Lire Pratiques - La dimension du soin en médecine du travail, par Isabelle Lagny - Pratiques N°33

Cet article est paru dans Pratiques N°33 - Avril 2006

Prévenir les atteintes à la santé du fait du travail. Déclarer apte ou inapte au poste le salarié. Essayer d’aménager un poste de travail. Voici comment résumer à l’extrême la mission du médecin du travail.

La médecine du travail est réglementée à travers des lois et des décrets contenus pour l’essentiel dans le code du travail.
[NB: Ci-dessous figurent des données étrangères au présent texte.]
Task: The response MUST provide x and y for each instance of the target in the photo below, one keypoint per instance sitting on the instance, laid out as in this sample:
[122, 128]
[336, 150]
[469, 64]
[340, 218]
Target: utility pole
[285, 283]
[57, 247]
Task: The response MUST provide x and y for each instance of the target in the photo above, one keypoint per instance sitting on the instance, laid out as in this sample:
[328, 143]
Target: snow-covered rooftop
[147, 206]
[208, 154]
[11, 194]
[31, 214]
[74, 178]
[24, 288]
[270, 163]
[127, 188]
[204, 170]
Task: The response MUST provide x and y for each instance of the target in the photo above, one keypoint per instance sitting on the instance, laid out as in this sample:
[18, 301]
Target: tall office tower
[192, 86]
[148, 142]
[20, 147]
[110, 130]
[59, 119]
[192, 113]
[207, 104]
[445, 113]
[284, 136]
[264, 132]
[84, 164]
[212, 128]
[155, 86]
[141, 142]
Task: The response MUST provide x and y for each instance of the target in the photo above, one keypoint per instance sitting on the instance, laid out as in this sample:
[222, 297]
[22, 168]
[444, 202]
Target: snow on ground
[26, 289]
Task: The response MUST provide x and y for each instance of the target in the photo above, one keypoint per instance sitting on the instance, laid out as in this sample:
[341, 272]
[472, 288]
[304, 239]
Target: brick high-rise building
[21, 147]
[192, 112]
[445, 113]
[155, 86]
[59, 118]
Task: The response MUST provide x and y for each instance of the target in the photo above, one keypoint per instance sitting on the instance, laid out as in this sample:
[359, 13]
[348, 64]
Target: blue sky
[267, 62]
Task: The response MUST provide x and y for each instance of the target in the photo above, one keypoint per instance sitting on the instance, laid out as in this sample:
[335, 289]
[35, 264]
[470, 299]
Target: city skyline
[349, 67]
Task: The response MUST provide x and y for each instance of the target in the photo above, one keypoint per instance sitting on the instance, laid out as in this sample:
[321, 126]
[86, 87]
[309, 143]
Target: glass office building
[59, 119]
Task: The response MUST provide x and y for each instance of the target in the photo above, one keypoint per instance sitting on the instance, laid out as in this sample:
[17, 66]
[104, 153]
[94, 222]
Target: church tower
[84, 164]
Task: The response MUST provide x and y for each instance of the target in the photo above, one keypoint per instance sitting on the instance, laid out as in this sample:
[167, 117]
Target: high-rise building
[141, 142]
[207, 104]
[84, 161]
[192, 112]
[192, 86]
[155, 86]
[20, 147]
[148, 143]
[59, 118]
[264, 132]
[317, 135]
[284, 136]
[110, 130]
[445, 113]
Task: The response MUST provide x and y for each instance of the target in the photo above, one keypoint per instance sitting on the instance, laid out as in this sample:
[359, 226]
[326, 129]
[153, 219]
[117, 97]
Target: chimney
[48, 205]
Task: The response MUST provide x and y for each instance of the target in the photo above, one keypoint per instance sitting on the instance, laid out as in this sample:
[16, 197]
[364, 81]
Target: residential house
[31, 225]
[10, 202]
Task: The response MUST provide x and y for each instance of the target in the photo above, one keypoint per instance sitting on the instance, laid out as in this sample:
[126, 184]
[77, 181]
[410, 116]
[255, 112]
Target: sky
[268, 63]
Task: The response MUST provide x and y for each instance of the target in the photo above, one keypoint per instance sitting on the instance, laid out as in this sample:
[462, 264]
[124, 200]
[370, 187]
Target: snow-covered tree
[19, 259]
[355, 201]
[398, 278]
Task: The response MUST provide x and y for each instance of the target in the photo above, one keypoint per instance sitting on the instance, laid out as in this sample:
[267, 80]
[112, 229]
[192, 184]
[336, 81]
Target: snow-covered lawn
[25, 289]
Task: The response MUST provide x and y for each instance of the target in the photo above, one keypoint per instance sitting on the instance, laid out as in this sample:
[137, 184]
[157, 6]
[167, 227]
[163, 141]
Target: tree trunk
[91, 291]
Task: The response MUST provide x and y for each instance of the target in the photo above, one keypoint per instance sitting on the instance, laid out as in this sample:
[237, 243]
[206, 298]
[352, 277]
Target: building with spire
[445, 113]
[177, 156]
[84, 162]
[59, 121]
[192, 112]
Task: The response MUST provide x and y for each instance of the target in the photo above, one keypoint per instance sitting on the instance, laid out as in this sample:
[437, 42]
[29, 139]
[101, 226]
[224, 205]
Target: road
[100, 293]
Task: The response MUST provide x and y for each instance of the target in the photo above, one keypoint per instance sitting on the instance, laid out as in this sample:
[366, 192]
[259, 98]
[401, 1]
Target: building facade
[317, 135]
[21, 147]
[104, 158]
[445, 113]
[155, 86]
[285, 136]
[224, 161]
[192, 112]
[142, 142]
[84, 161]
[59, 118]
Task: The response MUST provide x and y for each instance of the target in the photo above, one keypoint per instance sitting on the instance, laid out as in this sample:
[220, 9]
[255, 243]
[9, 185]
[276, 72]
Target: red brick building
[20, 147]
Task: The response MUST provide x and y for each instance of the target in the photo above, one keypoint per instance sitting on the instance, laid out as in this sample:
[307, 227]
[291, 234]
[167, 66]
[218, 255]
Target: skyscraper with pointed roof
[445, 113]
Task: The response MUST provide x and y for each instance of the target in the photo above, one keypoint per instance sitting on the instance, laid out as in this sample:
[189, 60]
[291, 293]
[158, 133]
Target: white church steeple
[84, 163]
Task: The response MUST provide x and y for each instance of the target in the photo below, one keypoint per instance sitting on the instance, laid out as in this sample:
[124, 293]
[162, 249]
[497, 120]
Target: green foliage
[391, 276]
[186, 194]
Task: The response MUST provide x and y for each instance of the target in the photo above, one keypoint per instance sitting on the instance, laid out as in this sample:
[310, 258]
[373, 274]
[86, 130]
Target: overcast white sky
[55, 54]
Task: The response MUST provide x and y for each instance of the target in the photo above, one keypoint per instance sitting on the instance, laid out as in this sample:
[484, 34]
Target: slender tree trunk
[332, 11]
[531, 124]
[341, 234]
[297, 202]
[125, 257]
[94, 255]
Il y est bien précisé que le médecin du travail, dans le cadre de son exercice, ne doit prescrire aucun traitement, sauf cas d’urgence, ni d’explorations sans rapport avec le travail. On le comprend aisément afin notamment que les médecins du travail ne se substituent pas aux médecins traitants ; afin également que les examens complémentaires prescrits ne soient pas injustement imputables aux employeurs ; afin que les médecins du travail consacrent l’essentiel de leurs moyens à la réalisation de leur mission.
Ne pas prescrire de médicaments signifierait-il cependant que tout soin serait exclu de leur intervention ?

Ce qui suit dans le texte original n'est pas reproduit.